05/31 アンチシンデレラ「トゥー・ウィークス・ノーティス」を観てくる。

 慈善活動に熱を燃やす女性弁護士ルーシー・ケルソンは、今日も取り壊されようとしている劇場の前に座り込んで抗議活動をしていた。そんなある日、彼女が親しんだ公民館が取り壊されるというという決定を聞き、都市開発の大本であるウェイド社に乗り込む。しかし、顧問弁護士を捜していたウェイド社のトップ、ジョージ・ウェイドに気に入られてしまい、「敵は身近におけ」という両親の教訓から、顧問弁護士を引き受けてしまった。
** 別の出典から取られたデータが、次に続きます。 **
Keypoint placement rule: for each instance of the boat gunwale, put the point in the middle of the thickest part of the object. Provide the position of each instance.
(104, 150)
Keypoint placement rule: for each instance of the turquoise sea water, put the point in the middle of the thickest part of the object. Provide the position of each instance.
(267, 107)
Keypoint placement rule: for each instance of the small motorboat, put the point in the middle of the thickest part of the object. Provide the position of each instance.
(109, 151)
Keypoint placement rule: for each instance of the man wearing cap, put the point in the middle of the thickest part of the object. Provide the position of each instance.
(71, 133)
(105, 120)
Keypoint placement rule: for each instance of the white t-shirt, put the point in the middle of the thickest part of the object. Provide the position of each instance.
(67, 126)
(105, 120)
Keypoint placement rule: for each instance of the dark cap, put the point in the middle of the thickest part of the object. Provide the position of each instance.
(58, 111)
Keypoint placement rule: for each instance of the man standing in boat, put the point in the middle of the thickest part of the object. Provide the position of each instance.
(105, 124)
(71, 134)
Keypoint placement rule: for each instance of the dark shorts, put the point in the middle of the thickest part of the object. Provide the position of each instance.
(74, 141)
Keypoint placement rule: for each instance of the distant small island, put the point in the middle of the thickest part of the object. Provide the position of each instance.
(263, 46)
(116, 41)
順調な滑り出しを見せるルーシーとジョージの関係だったが、公私を混同し、些細なことすらルーシーに尋ね要求するジョージに耐えかね、ルーシーは公民館の存続と最後の仕事が終了する2週間後に辞職することを決意する。しかし、後任の顧問弁護士に若い女性が面接に来たことから、二人の関係は思わぬ展開を見せるのだった。

 相変わらず「怪奇幻想シアター」の名にそぐわぬ作品レビューですが、まあこれも一興かということでご容赦を。さてさて、金持ちのボンボンの心を入れ替えて恋が成就するシンデレラ・ストーリーかと思いきや、さにあらず。ここを訪れる奇特な皆様には、愛のために王位を棄てたエドワード8世のことはご存じかと思われますが、それをもうちょっと身近にした、まあそんなストーリー。正直なところあまり見栄えのしない俳優陣なのですが、それがかえって親近感を感じさせ、実にコミカルで切なく味のある雰囲気に仕上がっています。

 惜しむらくは、私の感じ方では70年代前後のテイストが強く、現代のニューヨークで繰り広げられる新しいラブコメディーとは感じられませんでした。田舎臭い景観も減点。エンディングに映し出される「なんとかコーストからこんにちは」なんてテレビドラマみたいなアイキャッチャーには、開いた口がふさがりません。また、やたらセックスにこだわるセリフが多いのには少々がっかりですが、それらのセリフは単なる強がりでしかなく、ベッドシーンもいっさいなく、プラトニックなシチュエーションが多くてよかったですね。

 新鮮なものは何も得られませんでしたが、なんかほのぼのというかしみじみというか、そんな気分にさせてくれる作品です。何となく見えた顛末にもかかわらず、ルーシーがおばちゃん二人に励まされるラストでは、ついホロリと涙を流してしまいました。最近、涙腺がゆるんでるのかな、くやしいねぇ。